Vayamos por un momento al cine para recordar el Gladiador dirigido hace ya un cuarto de siglo por Ridley Scott y protagonizado por Russell Crowe. En su conversación final antes de morir, el emperador Marco Aurelio le pregunta al general Máximo sobre los motivos para vivir y luchar:
–No creo que los soldados hayan combatido y muerto por nada. Han combatido por ti y por Roma.
–¿Qué es Roma? –le pregunta el desilusionado emperador.
–He visto mucho del resto del mundo –responde el general–. Es brutal, cruel y oscuro. Roma es la luz.
En palabras de un hombre del siglo XXI, a lo que se apuntó el hispano Máximo es a la lucha de la civilización contra la barbarie.
Sigamos en el cine. La traducción que el poeta inglés Robert Browning hiciera en 1877 del Agamenón de Esquilo le sirvió de inspiración un siglo más tarde al dramaturgo Terence Rattigan para escribir el drama La versión Browning, llevado a la pantalla en dos ocasiones. La primera en 1951 con un extraordinario Michael Redgrave, padre de Vanessa, en el papel del severo y fracasado catedrático de lenguas clásicas. En la segunda, casi medio siglo posterior, el papel protagonista corrió a cargo de Albert Finney, que consiguió no quedar mal en la comparación. Hay detalles que cambian entre una película y otra, como algunos párrafos del discurso final del erudito arrepentido por su inhumanidad:
–¿Cómo vamos a modelar seres humanos civilizados si ya no creemos en la civilización?

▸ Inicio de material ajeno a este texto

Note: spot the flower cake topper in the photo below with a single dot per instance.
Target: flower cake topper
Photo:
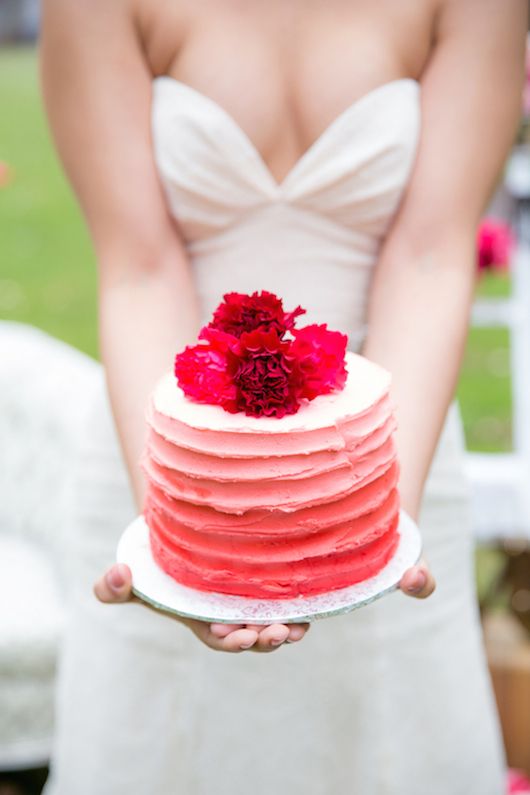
(253, 359)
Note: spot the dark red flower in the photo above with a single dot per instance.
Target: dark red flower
(239, 313)
(320, 355)
(265, 374)
(202, 373)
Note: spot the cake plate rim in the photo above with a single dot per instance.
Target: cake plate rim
(160, 591)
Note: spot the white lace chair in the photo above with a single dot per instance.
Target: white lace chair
(44, 388)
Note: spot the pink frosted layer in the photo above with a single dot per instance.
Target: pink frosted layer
(271, 508)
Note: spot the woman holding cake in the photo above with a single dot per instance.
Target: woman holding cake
(328, 153)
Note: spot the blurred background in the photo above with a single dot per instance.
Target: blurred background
(48, 282)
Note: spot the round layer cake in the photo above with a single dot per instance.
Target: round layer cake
(274, 508)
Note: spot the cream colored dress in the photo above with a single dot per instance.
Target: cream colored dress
(391, 699)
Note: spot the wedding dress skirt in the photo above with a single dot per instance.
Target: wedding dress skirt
(391, 699)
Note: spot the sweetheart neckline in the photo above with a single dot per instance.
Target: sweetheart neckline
(279, 185)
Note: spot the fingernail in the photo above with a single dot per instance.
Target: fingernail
(421, 581)
(115, 578)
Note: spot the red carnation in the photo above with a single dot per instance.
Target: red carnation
(265, 374)
(320, 355)
(202, 372)
(240, 313)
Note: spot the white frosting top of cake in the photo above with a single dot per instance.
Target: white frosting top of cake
(367, 383)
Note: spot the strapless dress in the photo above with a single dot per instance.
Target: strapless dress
(391, 699)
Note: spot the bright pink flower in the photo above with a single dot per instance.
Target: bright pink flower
(244, 363)
(202, 373)
(320, 355)
(265, 374)
(239, 313)
(5, 174)
(495, 243)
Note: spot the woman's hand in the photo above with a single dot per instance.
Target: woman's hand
(116, 586)
(418, 581)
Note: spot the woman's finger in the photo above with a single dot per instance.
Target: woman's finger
(418, 581)
(115, 586)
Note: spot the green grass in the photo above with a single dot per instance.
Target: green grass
(47, 269)
(47, 272)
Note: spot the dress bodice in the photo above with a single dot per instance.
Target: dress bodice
(311, 238)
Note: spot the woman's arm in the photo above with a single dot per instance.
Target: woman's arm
(97, 90)
(423, 284)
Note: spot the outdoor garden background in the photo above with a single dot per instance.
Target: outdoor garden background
(48, 279)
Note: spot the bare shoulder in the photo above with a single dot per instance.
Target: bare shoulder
(483, 34)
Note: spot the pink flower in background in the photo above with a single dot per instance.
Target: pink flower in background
(5, 174)
(495, 243)
(517, 783)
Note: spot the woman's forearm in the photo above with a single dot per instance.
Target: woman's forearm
(145, 317)
(418, 320)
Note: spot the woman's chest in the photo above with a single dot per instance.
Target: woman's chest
(285, 69)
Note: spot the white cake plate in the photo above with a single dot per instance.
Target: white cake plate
(158, 589)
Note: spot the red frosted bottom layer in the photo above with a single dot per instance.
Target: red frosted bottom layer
(279, 580)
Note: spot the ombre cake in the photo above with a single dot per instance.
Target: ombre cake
(274, 506)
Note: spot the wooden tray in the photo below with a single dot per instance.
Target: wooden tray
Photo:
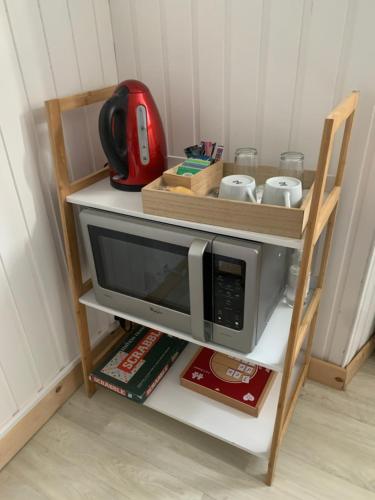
(270, 219)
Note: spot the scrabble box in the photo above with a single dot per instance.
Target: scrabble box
(231, 381)
(136, 367)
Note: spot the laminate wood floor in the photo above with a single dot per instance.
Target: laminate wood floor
(110, 448)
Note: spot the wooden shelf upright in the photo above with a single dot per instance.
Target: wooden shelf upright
(303, 320)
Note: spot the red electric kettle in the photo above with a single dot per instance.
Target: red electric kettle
(132, 136)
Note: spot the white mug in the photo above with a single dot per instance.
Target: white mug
(238, 187)
(284, 191)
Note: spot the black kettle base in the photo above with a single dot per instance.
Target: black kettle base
(126, 187)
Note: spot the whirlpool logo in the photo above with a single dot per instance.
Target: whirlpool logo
(156, 311)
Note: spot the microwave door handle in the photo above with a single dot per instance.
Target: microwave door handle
(195, 259)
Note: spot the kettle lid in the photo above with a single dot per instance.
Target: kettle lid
(133, 86)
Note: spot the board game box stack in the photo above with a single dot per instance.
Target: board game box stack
(231, 381)
(136, 367)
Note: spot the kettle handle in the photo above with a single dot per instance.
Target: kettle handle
(112, 130)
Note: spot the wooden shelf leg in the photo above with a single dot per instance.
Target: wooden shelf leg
(70, 239)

Si estas palabras se pronunciaron en 1994, ¿cuáles no podríamos pronunciar treinta años más tarde? Porque, como bola de nieve, la caída de Occidente hacia la barbarie se acelera cada día que pasa.
En los primeros días de este nuevo año falleció Jean-Marie Le Pen, el histórico dirigente del Frente Nacional francés, primer partido europeo en enarbolar, hace ya muchas décadas, la bandera contra el suicidio inmigratorio. Miles de enemigos suyos no dejaron pasar la oportunidad de festejarlo con risas, cánticos, fuegos artificiales y champán. De nada sirvió que Bruno Retailleau, ministro del Interior, afirmara que esas manifestaciones de júbilo por la muerte de un hombre eran vergonzosas.
Le Pen, como otras figuras históricas que gozan del privilegio de provocar la furia cobarde de los necrófilos, sigue siendo perseguido más allá de la muerte: tres semanas después de su fallecimiento, su tumba ha sido violentamente profanada. Retailleau ha vuelto a ser contundente en su condena: «La degradación de la tumba de la familia Le Pen es una absoluta abyección. El respeto a los muertos es lo que distingue la civilización de la barbarie».
Pero las que parecen surgidas del fondo de la Francia eterna fueron las de su nieta Marion: «Habéis destruido la tumba de nuestros ancestros. ¿Pensáis, quizá, que nos rompéis el corazón, que nos intimidáis, que nos desanimáis? Pero nuestra respuesta será enfrentarnos a vosotros siempre, y con más fuerza, generación tras generación. Nuestra determinación estará a la altura de vuestra infamia».
No se sabe quién o quiénes han sido, y probablemente nunca se sabrá. Pero da igual. Da igual la ideología, la proveniencia y demás circunstancias de los profanadores nocturnos. Da igual si son blancos, negros, marrones, verdes, rojos o amarillos. Da igual si se trata de bárbaros de fuera o de bárbaros de dentro. Porque todos ellos nutren las filas de la barbarie, de esa barbarie que se disfraza de progresismo, libertad y bondad.
Ésta es la elección que Occidente, este Occidente que conserva muy poco de las virtudes de los hombres de Agamenón y Marco Aurelio, habrá de hacer cuanto antes: o civilización o barbarie. Vayan eligiendo bando, pues con un poco de suerte la batalla final no se hará esperar.